Zuma’s critics had insisted for years that state-funded upgrades to the president’s private residential compound near the rural town of Nkandla, Zuma’s ancestral home, were overpriced and unnecessary. The Constitutional Court’s ruling affirmed the accusations, and capped a long-running saga of greed, political malfeasance and architecture run amok. Gideon Brower delivered this report.
The renovations at Nkandla started with the main house, which is built in a traditional style with a thatched roof, says Cape Town-based journalist and author Marianne Thamm. Then the expansion began.
“There’s a main house, there’s an amphitheater, there’s a visitor’s center. When President Zuma became the president [in 2009], he would arrive with the security entourage, so the necessity arose for several cottages to be built on the property. Then a tennis court was built because the security detail needed to enjoy themselves while they were there. It just got bigger and bigger and bigger.”
After years of bitter political debate over Nkandla, an independent investigation concluded in 2014 that the president should repay some of the money spent on his homestead, but Zuma and his cabinet refused to accept the report.
Minister of Police Nathi Nhleko told the press that the renovations and additions, including elaborate enclosures for the president’s cows and chickens, were needed to protect the president and his family. A tear-shaped pool on the property was identified not as a swimming pool, but a “fire pool,” an emergency reservoir required by firefighters. Marianne Thamm says a skeptical public took up the term as a punch line.
“When it gets really hot here, we all start joking that we’re going for a dip in the fire pool,” says Thamm. “There are new words we’ve invented in South Africa to circumvent the truth, and fire pool has been one of them.”
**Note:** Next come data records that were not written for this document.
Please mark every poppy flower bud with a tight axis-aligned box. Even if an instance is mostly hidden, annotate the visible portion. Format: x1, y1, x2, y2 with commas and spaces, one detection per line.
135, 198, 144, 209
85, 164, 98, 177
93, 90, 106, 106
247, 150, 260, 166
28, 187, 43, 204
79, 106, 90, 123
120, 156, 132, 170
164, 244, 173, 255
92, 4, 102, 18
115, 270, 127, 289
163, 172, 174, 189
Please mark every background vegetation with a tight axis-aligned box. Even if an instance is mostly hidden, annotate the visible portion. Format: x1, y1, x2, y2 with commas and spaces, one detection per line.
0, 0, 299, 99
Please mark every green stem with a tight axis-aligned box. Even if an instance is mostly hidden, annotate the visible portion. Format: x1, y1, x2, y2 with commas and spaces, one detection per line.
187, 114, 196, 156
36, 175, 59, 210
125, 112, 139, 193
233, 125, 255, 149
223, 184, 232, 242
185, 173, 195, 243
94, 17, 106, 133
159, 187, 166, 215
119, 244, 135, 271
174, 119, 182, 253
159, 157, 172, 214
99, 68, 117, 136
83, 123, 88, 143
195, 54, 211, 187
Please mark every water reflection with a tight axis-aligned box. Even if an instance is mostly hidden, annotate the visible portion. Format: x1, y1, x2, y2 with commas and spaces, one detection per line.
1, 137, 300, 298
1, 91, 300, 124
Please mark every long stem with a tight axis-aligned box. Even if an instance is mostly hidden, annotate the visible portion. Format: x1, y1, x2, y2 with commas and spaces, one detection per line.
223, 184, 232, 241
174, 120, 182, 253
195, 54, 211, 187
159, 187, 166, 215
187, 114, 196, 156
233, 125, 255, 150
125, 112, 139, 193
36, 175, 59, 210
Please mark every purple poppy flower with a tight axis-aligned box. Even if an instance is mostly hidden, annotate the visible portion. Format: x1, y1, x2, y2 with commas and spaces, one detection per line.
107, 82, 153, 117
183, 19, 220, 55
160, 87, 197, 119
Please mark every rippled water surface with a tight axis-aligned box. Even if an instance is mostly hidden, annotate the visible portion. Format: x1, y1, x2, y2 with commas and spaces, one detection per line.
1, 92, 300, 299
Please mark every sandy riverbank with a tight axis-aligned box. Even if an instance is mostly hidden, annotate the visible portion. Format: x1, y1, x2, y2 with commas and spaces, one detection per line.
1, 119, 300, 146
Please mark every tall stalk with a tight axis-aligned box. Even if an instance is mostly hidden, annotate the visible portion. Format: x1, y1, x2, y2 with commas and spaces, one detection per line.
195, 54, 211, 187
Nkandla has come to represent all that is wrong with South Africa, says Thamm, and so has the president. But she also notes that that the culture and tradition of corruption predates Jacob Zuma and his party, the African National Congress.
“The [Apartheid-era] governments had ministers and people in power who spent just as much money buying farms with taxpayers’ money, renovating their own homes, living a first world life in a country where the vast number of people were poverty stricken and oppressed, with no rights. It doesn’t make what’s happening now right. It just makes it tragic, because we expected better.”
At current exchange rates the South African government has spent more than $16 million on improvements to the property. How much President Zuma will repay remains to be seen. But video footage of the compound suggests that inflated costs, fraud and incompetence have soaked up much of the government’s investment.
“The chicken run’s fallen down. The finishes inside the security village are just appalling, with tiles breaking,” says Thamm. “The place is riddled with scorpions and snakes.”